Champion starts off with Lee as Mark, a disgraced arm wrestling champion in America. He wiles his time as a night club bodyguard. He’s brought back into competition one night by his friend, Jin-Ki (Kwon) who convinces him to compete and win for a literal giant vase filled with cash. Things go sideways, of course. Lee loses his job and is relegated to working security at Moon Mart. His life story has been laced with sadness, so this drop in stature is nothing new.
Jin-Ki then calls from Korea and convinces Lee to head to the mother land for another arm wrestling contest. He sets him at a strange motel and takes him out to eat at a strange restaurant where a man and woman ask their blessings for their baby (more on this later). Jin-Ki also gives Mark the means to find his birth mother.
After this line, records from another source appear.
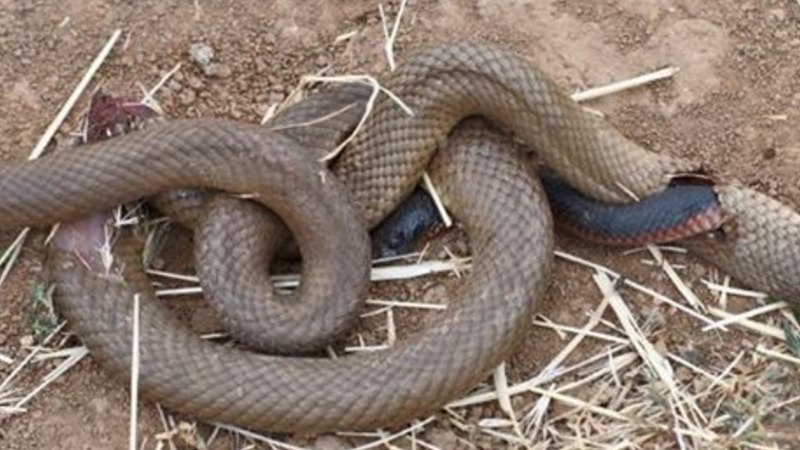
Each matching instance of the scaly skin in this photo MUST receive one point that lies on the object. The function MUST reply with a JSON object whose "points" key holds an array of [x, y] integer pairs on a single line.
{"points": [[491, 192]]}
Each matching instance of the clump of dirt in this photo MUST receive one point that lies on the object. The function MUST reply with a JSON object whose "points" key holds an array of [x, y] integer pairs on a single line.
{"points": [[733, 105]]}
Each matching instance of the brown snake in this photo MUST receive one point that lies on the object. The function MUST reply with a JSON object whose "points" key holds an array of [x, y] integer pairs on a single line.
{"points": [[490, 191]]}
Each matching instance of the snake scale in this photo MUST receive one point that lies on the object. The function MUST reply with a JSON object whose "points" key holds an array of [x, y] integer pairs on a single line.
{"points": [[495, 195]]}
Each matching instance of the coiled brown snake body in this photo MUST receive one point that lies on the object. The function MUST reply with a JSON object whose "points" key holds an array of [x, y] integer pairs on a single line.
{"points": [[493, 193]]}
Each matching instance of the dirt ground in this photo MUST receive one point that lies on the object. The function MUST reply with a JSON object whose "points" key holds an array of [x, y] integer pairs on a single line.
{"points": [[735, 105]]}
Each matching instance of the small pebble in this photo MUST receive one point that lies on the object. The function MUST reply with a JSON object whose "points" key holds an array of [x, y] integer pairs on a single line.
{"points": [[330, 443], [202, 54], [219, 71], [27, 340]]}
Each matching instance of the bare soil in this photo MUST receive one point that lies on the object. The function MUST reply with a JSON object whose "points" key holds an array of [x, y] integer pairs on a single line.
{"points": [[735, 105]]}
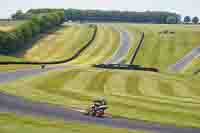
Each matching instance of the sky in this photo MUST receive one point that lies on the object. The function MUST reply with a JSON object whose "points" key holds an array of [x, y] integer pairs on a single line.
{"points": [[183, 7]]}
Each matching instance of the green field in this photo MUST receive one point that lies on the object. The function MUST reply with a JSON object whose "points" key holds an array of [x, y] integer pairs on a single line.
{"points": [[9, 25], [61, 44], [10, 123], [140, 95], [103, 47], [162, 49], [193, 66], [160, 97]]}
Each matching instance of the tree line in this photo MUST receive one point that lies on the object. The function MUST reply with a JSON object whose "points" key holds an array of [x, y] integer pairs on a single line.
{"points": [[17, 39], [101, 15], [188, 19], [123, 16]]}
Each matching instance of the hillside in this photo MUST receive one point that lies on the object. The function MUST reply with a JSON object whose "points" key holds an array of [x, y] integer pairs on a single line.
{"points": [[138, 95], [61, 44], [165, 44], [11, 123]]}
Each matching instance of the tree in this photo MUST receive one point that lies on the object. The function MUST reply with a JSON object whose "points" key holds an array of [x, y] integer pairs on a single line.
{"points": [[187, 19], [195, 20], [18, 15]]}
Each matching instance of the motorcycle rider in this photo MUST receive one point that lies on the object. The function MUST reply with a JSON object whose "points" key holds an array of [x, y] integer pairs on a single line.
{"points": [[99, 104]]}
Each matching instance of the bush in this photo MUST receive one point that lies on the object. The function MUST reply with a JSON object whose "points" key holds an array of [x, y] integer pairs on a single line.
{"points": [[16, 39]]}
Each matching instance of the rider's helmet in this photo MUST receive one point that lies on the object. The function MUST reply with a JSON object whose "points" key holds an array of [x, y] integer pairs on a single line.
{"points": [[100, 100]]}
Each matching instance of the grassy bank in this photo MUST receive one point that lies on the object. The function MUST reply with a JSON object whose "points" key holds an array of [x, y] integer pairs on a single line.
{"points": [[165, 44], [61, 44], [103, 47], [163, 98], [10, 123]]}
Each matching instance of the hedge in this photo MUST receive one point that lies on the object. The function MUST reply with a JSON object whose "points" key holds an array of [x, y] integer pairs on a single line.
{"points": [[16, 39]]}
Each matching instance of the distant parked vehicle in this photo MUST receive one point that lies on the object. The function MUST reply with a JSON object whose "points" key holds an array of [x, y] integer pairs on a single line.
{"points": [[42, 66], [97, 109]]}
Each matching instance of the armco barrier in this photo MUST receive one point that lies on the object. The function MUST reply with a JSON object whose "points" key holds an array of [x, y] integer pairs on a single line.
{"points": [[137, 49], [56, 62]]}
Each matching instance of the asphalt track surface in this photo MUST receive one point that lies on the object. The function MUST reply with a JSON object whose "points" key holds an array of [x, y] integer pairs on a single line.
{"points": [[20, 106], [180, 64]]}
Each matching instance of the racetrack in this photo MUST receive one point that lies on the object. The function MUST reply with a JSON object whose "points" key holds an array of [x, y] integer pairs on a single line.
{"points": [[122, 50], [180, 64], [21, 106], [9, 103]]}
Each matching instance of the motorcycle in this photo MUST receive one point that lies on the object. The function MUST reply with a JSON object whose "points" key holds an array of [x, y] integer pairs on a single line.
{"points": [[96, 111]]}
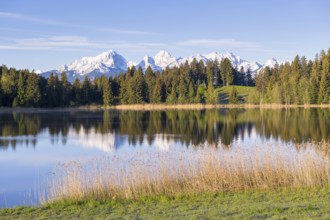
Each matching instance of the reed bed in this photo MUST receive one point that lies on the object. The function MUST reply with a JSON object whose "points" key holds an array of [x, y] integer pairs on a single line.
{"points": [[191, 171]]}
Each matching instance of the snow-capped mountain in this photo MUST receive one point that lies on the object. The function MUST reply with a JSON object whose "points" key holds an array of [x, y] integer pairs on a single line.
{"points": [[111, 63], [272, 63]]}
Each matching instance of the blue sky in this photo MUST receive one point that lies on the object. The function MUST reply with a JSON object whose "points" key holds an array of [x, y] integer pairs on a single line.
{"points": [[38, 34]]}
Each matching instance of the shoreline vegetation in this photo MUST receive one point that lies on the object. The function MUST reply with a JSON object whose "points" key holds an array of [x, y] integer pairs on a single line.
{"points": [[298, 82], [205, 170], [208, 183], [300, 203], [149, 107]]}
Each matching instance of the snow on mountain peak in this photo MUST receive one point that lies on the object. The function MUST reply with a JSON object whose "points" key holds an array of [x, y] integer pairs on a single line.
{"points": [[111, 63], [163, 59], [272, 63]]}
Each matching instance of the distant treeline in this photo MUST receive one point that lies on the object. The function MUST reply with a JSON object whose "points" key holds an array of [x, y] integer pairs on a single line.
{"points": [[298, 82], [196, 127]]}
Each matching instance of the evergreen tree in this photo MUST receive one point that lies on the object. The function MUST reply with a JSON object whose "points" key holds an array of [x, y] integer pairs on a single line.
{"points": [[76, 94], [157, 95], [233, 96], [182, 90], [191, 93], [33, 94], [106, 91], [172, 98], [53, 91], [211, 97], [65, 89], [150, 82], [21, 90], [226, 71], [324, 91], [86, 91]]}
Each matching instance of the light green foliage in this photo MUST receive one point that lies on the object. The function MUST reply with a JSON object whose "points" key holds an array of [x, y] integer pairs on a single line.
{"points": [[226, 71], [310, 203], [233, 96]]}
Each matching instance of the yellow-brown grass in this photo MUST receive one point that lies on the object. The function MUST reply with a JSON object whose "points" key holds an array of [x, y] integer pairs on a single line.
{"points": [[205, 170]]}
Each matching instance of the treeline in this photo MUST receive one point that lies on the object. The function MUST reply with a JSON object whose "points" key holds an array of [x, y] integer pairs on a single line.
{"points": [[189, 83], [298, 82]]}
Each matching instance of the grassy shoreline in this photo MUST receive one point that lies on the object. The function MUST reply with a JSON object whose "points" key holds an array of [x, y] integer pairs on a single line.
{"points": [[311, 203]]}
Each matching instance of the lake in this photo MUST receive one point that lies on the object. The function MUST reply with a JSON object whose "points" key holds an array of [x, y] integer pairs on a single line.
{"points": [[34, 142]]}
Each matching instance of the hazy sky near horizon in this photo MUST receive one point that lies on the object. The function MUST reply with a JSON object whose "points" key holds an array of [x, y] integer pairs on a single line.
{"points": [[38, 34]]}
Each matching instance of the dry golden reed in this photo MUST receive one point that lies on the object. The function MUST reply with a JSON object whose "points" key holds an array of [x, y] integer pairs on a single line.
{"points": [[192, 171]]}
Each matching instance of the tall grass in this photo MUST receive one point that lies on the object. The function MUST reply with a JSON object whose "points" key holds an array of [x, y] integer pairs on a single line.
{"points": [[191, 172]]}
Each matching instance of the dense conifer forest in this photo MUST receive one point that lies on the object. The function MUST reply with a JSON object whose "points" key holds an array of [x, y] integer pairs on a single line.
{"points": [[301, 81]]}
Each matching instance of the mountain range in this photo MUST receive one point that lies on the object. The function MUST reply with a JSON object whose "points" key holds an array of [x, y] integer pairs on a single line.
{"points": [[111, 63]]}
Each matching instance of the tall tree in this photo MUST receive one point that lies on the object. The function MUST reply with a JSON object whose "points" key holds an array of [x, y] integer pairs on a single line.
{"points": [[226, 71], [33, 94], [106, 90], [65, 89], [324, 91]]}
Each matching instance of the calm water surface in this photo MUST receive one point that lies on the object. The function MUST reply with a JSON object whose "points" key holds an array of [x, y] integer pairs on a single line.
{"points": [[32, 143]]}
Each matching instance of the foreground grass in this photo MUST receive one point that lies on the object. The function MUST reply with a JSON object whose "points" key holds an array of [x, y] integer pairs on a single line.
{"points": [[303, 203]]}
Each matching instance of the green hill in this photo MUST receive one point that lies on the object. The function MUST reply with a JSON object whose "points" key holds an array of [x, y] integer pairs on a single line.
{"points": [[246, 94]]}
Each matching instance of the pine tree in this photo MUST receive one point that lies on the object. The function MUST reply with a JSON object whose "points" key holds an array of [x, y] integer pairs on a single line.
{"points": [[150, 82], [324, 91], [211, 97], [21, 90], [226, 71], [182, 90], [65, 88], [33, 94], [157, 92], [172, 98], [53, 91], [233, 96], [191, 93], [76, 92], [106, 92], [86, 91]]}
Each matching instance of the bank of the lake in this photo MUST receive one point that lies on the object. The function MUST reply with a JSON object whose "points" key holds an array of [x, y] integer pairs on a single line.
{"points": [[311, 203], [148, 107]]}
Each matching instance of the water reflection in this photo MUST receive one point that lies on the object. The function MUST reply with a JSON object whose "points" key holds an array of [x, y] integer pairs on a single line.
{"points": [[108, 130]]}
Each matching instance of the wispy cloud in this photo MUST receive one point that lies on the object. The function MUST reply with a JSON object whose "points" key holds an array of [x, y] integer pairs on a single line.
{"points": [[32, 19], [214, 43], [27, 18], [72, 43]]}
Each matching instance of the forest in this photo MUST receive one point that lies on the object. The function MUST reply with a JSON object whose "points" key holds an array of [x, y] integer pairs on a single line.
{"points": [[301, 81]]}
Mark, we find, was given up to adoption to a couple in Ohio when he is younger. How much younger is unclear. The couple died shortly there after, based on what we hear in Jin-Ki’s version of things. Somewhere along the line, Mark sees the movie Over The Top and is inspired to start competing in arm-wrestling tournaments. I have tried to watch this film, but let’s face it, Stallone was not making good movies very often by this point. Once that Kenny Loggins song hits your aural nerves, it’s over. But for Mark, at least, it worked to make him a Champion. The plot claims that it was “racism” that led to his fall from grace. That’s a broad accusation to lob into a general description of your subject’s past, but we’ll go with it for purposes of moving through the story.
When Mark searches for his mother, it literally is an uphill climb. His search leads him through a series of meet cute moments with a little boy and girl with whose family he eventually forms an incredibly sweet bond.
Lee’s performance is excellent in what could have been a play by numbers deal. His ability to show sweetness in a Shane-type role is profound. This film works remarkably well due to his ability to push forward as the strong man with a tender heart.
His is not the only good performance. Ye-ri is incredibly sweet as Soo-Jin, the mother of the two afore-mentioned adorable children. She is widowed, and in dire straits. She has a pride and strength, but her vulnerability fits right in with Mark’s willingness to help.
The film works as a drama with elements of action and some timely and clever comedy. When Mark takes the two kids out to eat with no money to speak of, the payoff works for that moment, as well as his earlier dining experience with Jin-Ki.
There are some real cinematic moments expertly filmed in the arm-wrestling scenes. The cinematography ratchets the tension exquisitely, and manages to avoid making most of the competitors into goons. Instead, outside of the first and last match, we have people with multiple dimensions, mostly good, just trying to see who’s better and who’s best.
Where it doesn’t work is the ham-handed bad guys, who exist solely to be easily dispensed by Mark while he’s pondering the beckoning of eternity. When your main character has time to think about the futility of existence while he’s beating up your toughs, it’s time to get better henchmen.
Then there is the training sequence that seems right out of Rocky IV, where Mark is shown in inter-cut scenes in an incredibly cool workout room with awesome weights and then in a junk yard with a car placed precariously on a hill so that he can pull it down with his arm. I told my 15 year old she could pull that one down. It’s goofy, but cool nonetheless.
This film has cemented me as a fan of Dong-seok Ma / Don Lee to the point where I shall be seeking his films out in the future. I think I must already have been doing so, though, since it was seeing his face on the poster that made me bring my Korean fan / expert daughter with me to this film anyway. It’s films like these that create lasting memories for us both.